The Bishop Score
Have you ever heard of a Bishop Score? This is the ‘rating’ that we give a pregnant person’s cervix in order to determine its readiness for induction. There are a few key flaws in this scoring system and I want to chat it out!
The History of The Bishop Score
The original Bishop score (Developed by Dr. Bishop, OBGYN in 1964) is based on 5 criteria: dilation, effacement, station of baby, position of cervix, consistency of cervix. You will be given a score of 0 to 3--0 being not progressed and 3 being the cervix is showing favorable progress-- for each of these criteria(Note: the highest score for position and consistency of cervix is 2). You will be given an overall Bishop Score which will indicate if you are a good candidate for induction or if you are not. The highest score is 13 and any score 9 or above is considered ‘favorable’ for induction meaning the numbers suggest your body will be receptive of induction. (Note: some providers will use 8 and this will be up to you as to what number you feel most comfortable)¹. You can see a Bishop Score card here!
However, this 2012 study used a ‘Simplified Bishop Score’ that only considered dilation, effacement, and baby’s station. It showed a similarly high predictive rate to the original bishop score. This means if you are favorable in those three out of five, you may be a great candidate for a 39-week induction (if it aligns with your birth goals).
The Problems with The Bishop Score
Interestingly enough, it is not a great tool for people who have had a baby before. Since your body has already done this a time or two, your cervix can change on a dime. Anyone’s cervix can rapidly change (which is why this is flawed to begin with), but a person who has already given birth is more likely to have faster cervical change making the Bishop score less reliable for second and third (and beyond) time mothers.²
One final problem is--and I eluded to it above--but providers are not consistent in their expectations or usage of the Bishop Score. Some use 8, some use 9 as an indicator of a ‘favorable’ cervix. Some use a 8 or 9 until they realize that the patient isn’t achieving that score then they throw in a ‘well, by the simplified bishop score you meet criteria’ which is equally confusing and infuriating. Many women leave feeling confused if they are a good candidate and infuriated with a provider that was not clear on such a big decision.

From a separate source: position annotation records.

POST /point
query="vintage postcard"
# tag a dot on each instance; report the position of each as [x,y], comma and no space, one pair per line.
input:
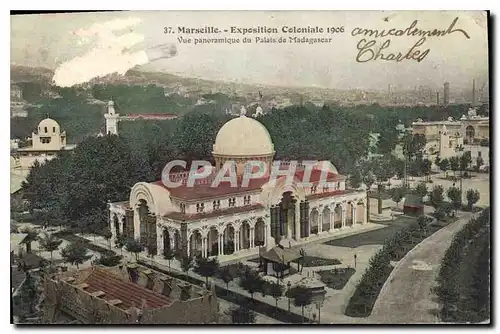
[263,167]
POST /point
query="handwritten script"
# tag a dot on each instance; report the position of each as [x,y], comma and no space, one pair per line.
[368,50]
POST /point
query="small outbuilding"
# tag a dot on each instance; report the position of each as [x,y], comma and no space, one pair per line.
[277,260]
[413,205]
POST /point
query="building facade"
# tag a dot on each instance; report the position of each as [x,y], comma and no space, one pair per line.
[234,221]
[47,141]
[113,118]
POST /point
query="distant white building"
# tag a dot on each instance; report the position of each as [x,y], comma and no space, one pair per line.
[47,141]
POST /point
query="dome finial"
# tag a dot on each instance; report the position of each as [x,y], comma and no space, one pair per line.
[243,111]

Here’s the thing: it is a flawed tool, but it is the best we have at the moment.³ It does a pretty good job of indicating your body’s receptivity to a medical induction. This is definitely a tool to be aware of and to know your personal boundaries of what you consider a good number to induce your body. Remember consent is a discussion with your provider--make sure that is being done around the topic of induction especially.
What you need to know as a consumer?
First and foremost you should understand the reasons for medically necessary indcutions. As a consumer, you have a responsibility to take control of your birth experience and this includes being an informed consumer. You need to know the evidence behind bogus reasons for inductions like ‘big babies,’ ‘advanced maternal age,’ or ‘late babies.’ You also need to understand how to navigate sticky places like Gestational Diabetes. It doesn’t always mean you have to be induced or that you’re doomed for a ginormous baby that’s going to rip you to shreds. (Note: Sometimes, GD does require an induction to keep parent and baby safe) Those are fear-based approaches and I hope dearly your provider isn’t trying to pull this with you. Here is a list of medically necessary reasons to consider being induced.
This is a good study to be aware of! It is older (2006) and shares that if you have a positive Bishop score, and use a specific method of induction (This is really nice to know exactly what protocol to follow--unlike The ARRIVE Study!) This study had 99 participants, 47 first time moms, 52 moms who had given birth before (did not decipher second, third, etc). The median time of labor time for first time moms was 15.5 hours and for those who have given birth before, median labor time was 12.5 hours. 20/47 first time moms got an epidural and 11/52 moms who had birthed before got one with 83 vaginal births. They had 16 total c-sections with 8 due to fetal distress (funky fetal heart tones). There were also 8 first time parents and 8 parents who had birthed before. 45% of participants were in labor after only one Misoprostol and 45% were in labor after two doses. This left 9 participants whom seven need 3 doses and two needed 4 doses. 11 newborns required a NICU stay.⁴
If you are facing pressure from your provider about The ARRIVE Study (a study that shares a 39-week induction may lower your risk of a c-section). You can read more about that study and how to understand whether it applies to you and your birth goals, here.
If you have a failed induction, you are allowed to leave the hospital. We will be covering this SOON!
If being induced is not aligned with your birth goals and you have a preference to wait or to wait for labor to initiate unassisted, then that is absolutely your right. You can read all about due dates here and how your due date is a guess! Science is on your side if you decide waiting is best for you!